Васька, раскачиваясь на стуле, сказал, что живет он чудно, но что есть неувязки.
— Не качайся, — сказал Лапшин, — в глазах рябит.
Ему было очень интересно, что за неувязки у Васьки, но он не спрашивал его и молча пил отвратительный портвейн.
— Чудная штука! — говорил Васька, — Верно, Иван Михайлович? Ароматная, легкая, Я слышал, будто английские лорды эту штуку тяпают по рюмочке после обеда. А у нас бутылка семь рублей, довольно дешево!
— Вряд ли тяпают, — сказал Лапшин, — уж тогда я на них удивился бы. Политура — и то лучше.
Они погрызли миндальное печенье. Васька снял, наконец фуражку, побродил по комнате, повздыхал и спросил, что Ханин.
— Да прыгает, — сказал Лапшин. — Ты меня давеча утром уже об этом спрашивал…
— Влип парень! — сказал Васька. — Подумать только, в живот схватил ранение!
— Ну? — спросил Лапшин.
— Да я так просто, — сказал Васька. — Чего вы нукаете?
Лапшин улыбнулся, сунул за щеку два миндальных печенья и взял в руки описание Бородинского сражения. Васька еще покачался на стуле и пошел в гости к Ашкенази. Вернувшись, он сказал, что все в порядке, но что вредный старик спит и в рецепте ему отказал.
— В каком рецепте? — спросил Лапшин, не отрываясь от книги.
— Да нервы у меня, — сказал Васька. — Организм расшатался.
— Поди к черту! — басом сказал Лапшин. — Нервы у него…
Зачитавшись, Лапшин не заметил, что Васька разулся и лег на кровать Ханина. Он лежал, заложив руки под голову и задрав ноги в вишневых носках. Лицо у него было грустное, он глядел в потолок и вздыхал.
— Чего, Вася? — спросил Лапшин. — Худо, брат, тебе?
— Худо, Иван Михайлович, — виновато сказал Васька. — Верите ли, пропадаю!
— Ну уж и пропадаешь! — сказал Лапшин.
— Да заели, — крикнул Васька. — На котлеты меня рубят.
Быстро усевшись на кровати Ханина и вытянув вперед голову, он стал рассказывать, как жена и теща подсмеиваются над ним за то, что он помогает сестре, как его, Ваську Окошкина, заставляют по утрам есть овсяную кашу, и как они водили его в гости к тещиному брату — служителю культа, и как этот служитель культа ткнул Ваське в лицо руку, чтобы Васька поцеловал, и что из этого вышло.
— Чистое приспособленчество! — скорбно говорил Васька. — Такую мимикрию развели под цвет природы, диву даешься, Иван Михайлович.

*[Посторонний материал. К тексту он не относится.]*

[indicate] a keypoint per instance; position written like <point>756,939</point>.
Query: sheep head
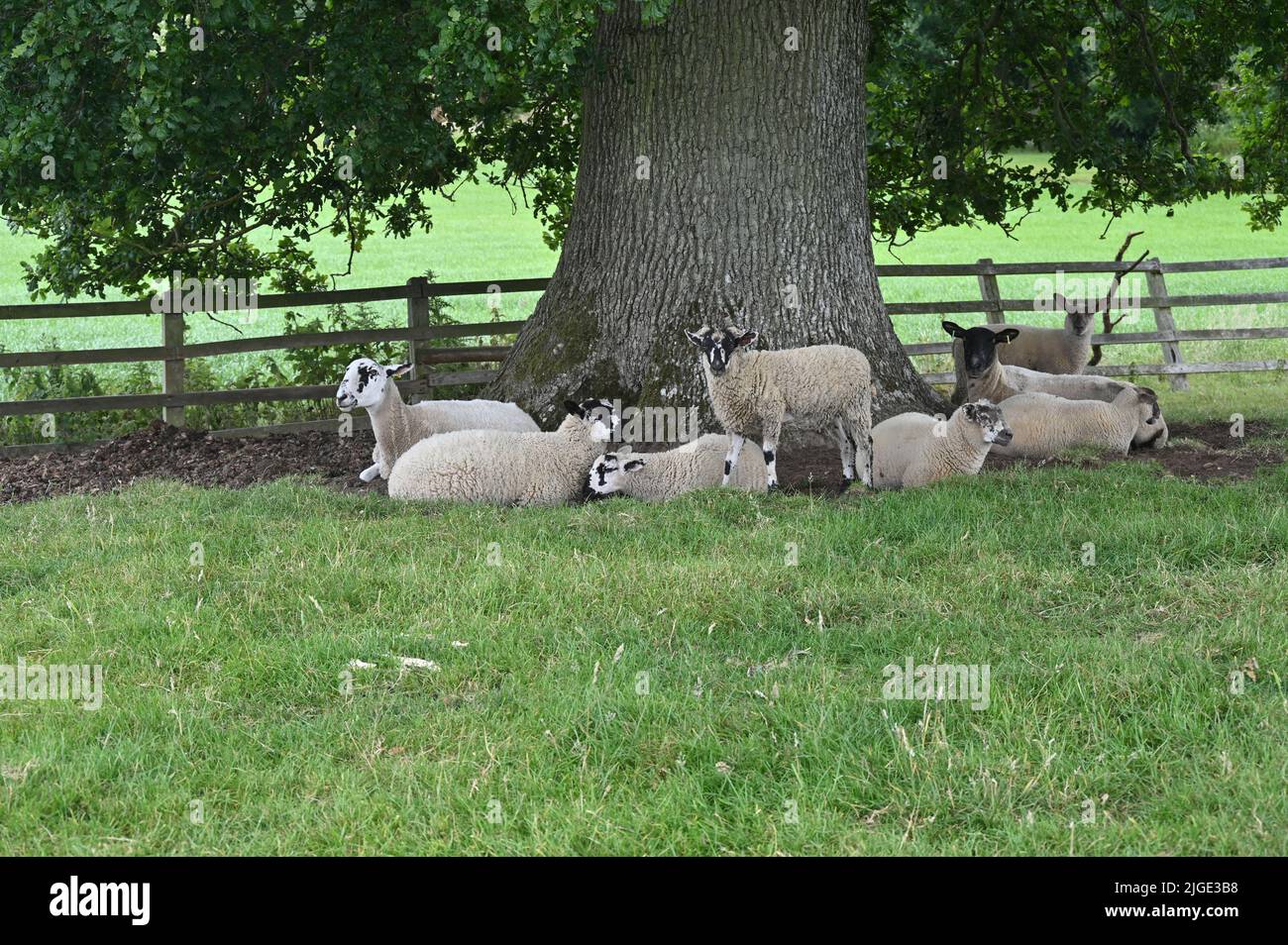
<point>1150,426</point>
<point>988,417</point>
<point>979,345</point>
<point>719,345</point>
<point>365,381</point>
<point>608,469</point>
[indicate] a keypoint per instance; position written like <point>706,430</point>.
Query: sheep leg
<point>858,420</point>
<point>958,372</point>
<point>846,445</point>
<point>735,442</point>
<point>769,445</point>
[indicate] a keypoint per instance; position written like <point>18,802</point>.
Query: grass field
<point>698,678</point>
<point>482,236</point>
<point>619,678</point>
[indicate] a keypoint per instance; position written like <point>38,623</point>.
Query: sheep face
<point>604,424</point>
<point>988,417</point>
<point>719,345</point>
<point>979,345</point>
<point>1077,319</point>
<point>608,471</point>
<point>1150,426</point>
<point>364,383</point>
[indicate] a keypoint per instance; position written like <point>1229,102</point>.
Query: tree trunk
<point>721,178</point>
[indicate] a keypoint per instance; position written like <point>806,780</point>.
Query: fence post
<point>1166,323</point>
<point>171,376</point>
<point>417,317</point>
<point>990,292</point>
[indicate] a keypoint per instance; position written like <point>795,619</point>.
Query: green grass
<point>481,236</point>
<point>1108,682</point>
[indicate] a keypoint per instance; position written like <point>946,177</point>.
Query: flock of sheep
<point>1022,391</point>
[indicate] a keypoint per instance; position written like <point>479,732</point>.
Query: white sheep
<point>752,393</point>
<point>506,468</point>
<point>399,425</point>
<point>912,450</point>
<point>1050,351</point>
<point>986,377</point>
<point>658,476</point>
<point>1043,425</point>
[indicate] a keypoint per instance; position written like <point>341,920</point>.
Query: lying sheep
<point>658,476</point>
<point>913,450</point>
<point>986,377</point>
<point>816,387</point>
<point>1044,425</point>
<point>399,425</point>
<point>506,468</point>
<point>1050,351</point>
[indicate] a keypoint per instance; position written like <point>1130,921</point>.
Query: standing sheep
<point>658,476</point>
<point>1044,425</point>
<point>506,468</point>
<point>398,426</point>
<point>913,450</point>
<point>752,393</point>
<point>986,377</point>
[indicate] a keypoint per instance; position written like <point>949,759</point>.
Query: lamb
<point>398,426</point>
<point>818,386</point>
<point>912,450</point>
<point>1050,351</point>
<point>986,377</point>
<point>503,468</point>
<point>1043,425</point>
<point>658,476</point>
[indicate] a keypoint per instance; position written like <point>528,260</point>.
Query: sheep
<point>658,476</point>
<point>398,426</point>
<point>986,377</point>
<point>754,391</point>
<point>1050,351</point>
<point>1043,425</point>
<point>913,450</point>
<point>503,468</point>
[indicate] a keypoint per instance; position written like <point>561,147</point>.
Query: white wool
<point>658,476</point>
<point>500,468</point>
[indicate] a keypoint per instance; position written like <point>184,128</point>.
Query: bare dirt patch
<point>189,456</point>
<point>1202,451</point>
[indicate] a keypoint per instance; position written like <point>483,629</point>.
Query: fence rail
<point>419,335</point>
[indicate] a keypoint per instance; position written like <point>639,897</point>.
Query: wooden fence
<point>419,335</point>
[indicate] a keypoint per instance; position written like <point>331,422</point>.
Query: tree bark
<point>722,176</point>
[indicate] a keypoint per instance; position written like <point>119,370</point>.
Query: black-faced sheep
<point>1050,351</point>
<point>986,377</point>
<point>1044,425</point>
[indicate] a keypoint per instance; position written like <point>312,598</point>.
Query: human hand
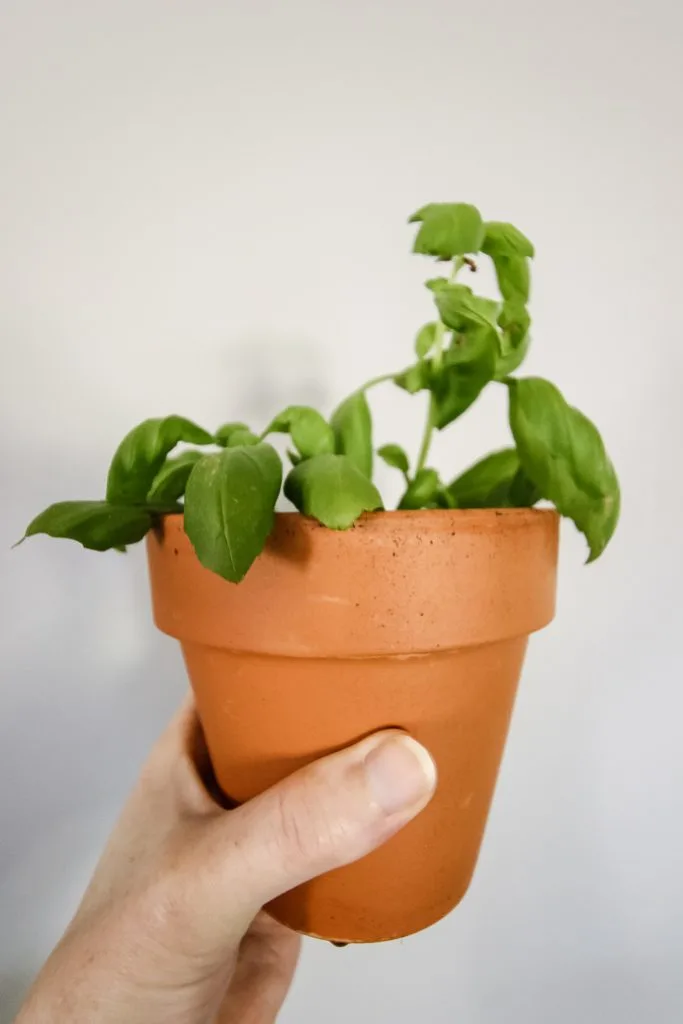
<point>170,930</point>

Ну не поверите, что делают! И вещи покупают, и все тянут, и все мучаются, и все кряхтят, и зачем, к чему — сами не знают. И едят как-нибудь и мне в управление ни-ни! Булочку дадут с собой, а там, говорят, чаю. Чтоб я пропал!
— Ошибся в человеке? — спросил Лапшин.
— А хрен его знает! — сказал Васька. — И он стал прыгать по комнате, натягивая на себя сапоги.
— Главное дело что, — говорил он, обувшись, — главное дело — это как они меня терзают. Ну все им не так! Вилку держу — не так, консервы доел — не так, на соседа поглядел — не так. И всем я плох. Вычитала теща, что уполномоченные бывают сами из жуликов, и ко мне с подходцем: «А вы сами не жулик бывший?» — Сами вы, говорю, знаете кто?
— Кто? — спросил Лапшин.
— Ладно, — сказал Васька, — спите, Иван Михайлович! Говорить — только нервы портить.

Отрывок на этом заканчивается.